Do not enter this room unless you must. Ideally, never enter when your cat is in the room. Do not leave any scents or objects behind you. The cat must feel like the room is a safe space.
If you don’t have a spare room, invest in a cat tent or teepee. Place this in a quiet part of the house, away from the television, stereo, and football. Spray an appealing scent on the tent to entice your cat. Never approach the cat while it relaxes in this tent.
Not bothering your cat unnecessarily makes it less likely to sleep in the litter tray. Let your cat come to you when it wants attention. This way, the cat will feel assured that it will otherwise be left in peace.
This approach will also manage stress in cats. Cats, especially older cats that feel vulnerable, have a strong fight-or-flight instinct. The tray may seem like a safe space. Provide your cat with an alternative place to hide.
Don’t assume that just because your cat is older, she is infertile. Cats can birth kittens throughout their lifespan. If your senior cat was never spayed, she always has the potential to fall pregnant.
A pregnant cat will experience a lot of pressure on her bladder. This may leave the cat feeling insecure about urination. Pregnant cats often stay in their tray all day. This prevents her from needing to regularly move across the room to eliminate.
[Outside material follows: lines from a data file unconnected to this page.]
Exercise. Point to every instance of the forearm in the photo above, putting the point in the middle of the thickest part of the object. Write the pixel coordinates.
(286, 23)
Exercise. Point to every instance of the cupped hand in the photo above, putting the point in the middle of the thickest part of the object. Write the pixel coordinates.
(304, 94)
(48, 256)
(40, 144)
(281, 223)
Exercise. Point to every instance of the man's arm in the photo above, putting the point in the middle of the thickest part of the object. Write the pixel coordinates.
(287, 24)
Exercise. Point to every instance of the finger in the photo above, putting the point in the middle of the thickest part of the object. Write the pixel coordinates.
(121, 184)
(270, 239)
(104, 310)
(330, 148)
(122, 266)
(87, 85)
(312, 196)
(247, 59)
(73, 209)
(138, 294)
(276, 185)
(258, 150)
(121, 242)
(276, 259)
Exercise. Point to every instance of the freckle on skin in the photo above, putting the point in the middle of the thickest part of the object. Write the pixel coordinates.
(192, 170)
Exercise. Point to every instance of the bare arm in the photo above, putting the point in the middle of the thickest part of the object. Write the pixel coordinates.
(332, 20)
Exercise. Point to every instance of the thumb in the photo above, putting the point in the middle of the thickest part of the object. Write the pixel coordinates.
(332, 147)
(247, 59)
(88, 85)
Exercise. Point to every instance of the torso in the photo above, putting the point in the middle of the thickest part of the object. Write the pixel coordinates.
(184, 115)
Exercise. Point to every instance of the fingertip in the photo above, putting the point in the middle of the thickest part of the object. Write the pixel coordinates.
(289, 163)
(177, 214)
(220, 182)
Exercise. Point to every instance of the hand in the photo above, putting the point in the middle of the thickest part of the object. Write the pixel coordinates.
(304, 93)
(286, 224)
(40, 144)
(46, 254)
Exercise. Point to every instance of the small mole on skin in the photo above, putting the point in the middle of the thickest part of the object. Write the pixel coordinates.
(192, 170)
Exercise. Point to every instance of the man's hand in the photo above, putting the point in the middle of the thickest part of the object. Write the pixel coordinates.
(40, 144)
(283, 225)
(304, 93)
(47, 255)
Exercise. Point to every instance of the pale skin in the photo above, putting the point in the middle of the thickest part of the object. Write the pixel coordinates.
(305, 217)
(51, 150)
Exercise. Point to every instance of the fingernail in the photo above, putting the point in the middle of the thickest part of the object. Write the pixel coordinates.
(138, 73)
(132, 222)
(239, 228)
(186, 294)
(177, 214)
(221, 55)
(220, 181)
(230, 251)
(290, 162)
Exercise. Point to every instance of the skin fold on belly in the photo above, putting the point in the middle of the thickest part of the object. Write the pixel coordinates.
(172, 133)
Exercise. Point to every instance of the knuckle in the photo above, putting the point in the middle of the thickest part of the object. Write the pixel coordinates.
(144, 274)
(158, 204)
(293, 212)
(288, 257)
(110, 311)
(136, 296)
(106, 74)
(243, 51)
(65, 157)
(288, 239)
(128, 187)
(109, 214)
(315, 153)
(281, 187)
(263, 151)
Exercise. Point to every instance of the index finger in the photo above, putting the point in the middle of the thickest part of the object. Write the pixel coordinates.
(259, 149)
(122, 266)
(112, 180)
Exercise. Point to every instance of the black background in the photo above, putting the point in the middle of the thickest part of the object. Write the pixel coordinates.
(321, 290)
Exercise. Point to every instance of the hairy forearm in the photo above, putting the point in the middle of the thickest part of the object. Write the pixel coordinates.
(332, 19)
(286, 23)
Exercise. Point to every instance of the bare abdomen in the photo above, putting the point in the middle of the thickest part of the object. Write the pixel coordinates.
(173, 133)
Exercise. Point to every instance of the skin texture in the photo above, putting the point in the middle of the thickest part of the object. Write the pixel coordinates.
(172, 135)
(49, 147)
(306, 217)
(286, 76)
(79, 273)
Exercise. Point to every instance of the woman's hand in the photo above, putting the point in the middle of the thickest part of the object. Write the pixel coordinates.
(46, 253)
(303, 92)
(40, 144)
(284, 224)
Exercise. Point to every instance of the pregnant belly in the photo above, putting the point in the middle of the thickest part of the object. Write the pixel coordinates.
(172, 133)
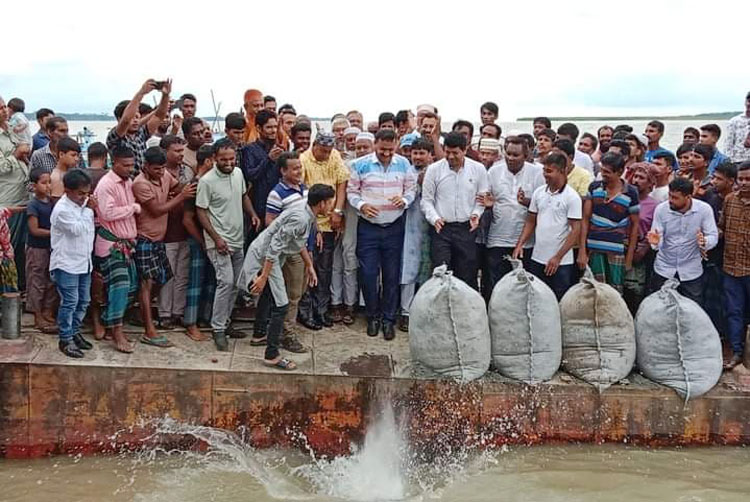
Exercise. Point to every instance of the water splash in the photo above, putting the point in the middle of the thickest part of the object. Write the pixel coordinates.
(383, 469)
(374, 473)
In addition, pregnant cats display nesting instincts. Around two weeks before birth, the cat starts preparing. This will typically involve surrounding herself with blankets and other soft materials. Your cat may decide to use her litter box for this purpose.
To get your cat out of the litter tray, provide her with a nesting box. If your cat will not accept its own bed, then you should use a different location. Packing a cardboard box with towels and blankets is fine. Your cat will take comfort here, and likely birth her kittens within.
Older cats often lose their sight, whether suddenly or over time. This will be caused by degradation of the eyes or an organ problem.
A blind cat that is adjusting to life without vision may be confused. Searching for a soft place to nap, your cat may settle upon its tray.
This is less likely than other explanations. Cats without eyesight rely heavily on their other senses, particularly scent and long whiskers. Litter will have a strong aroma. Your cat should be able to tell the difference.
Your blind cat may still be relearning the layout of your home, though. Until your cat feels secure, it may prefer to stay in the litter box.
To deal with this, avoid moving things around the house. Your cat must build confidence and learn a clear path to and from the litter box.
Apply a strong, calming scent to an elderly cat’s bed. This will attract the cat. Ideally, strengthen this scent when the cat is dozing. This builds a strong, positive association with the bed. This will encourage your cat to sleep in its bed and not its litter box.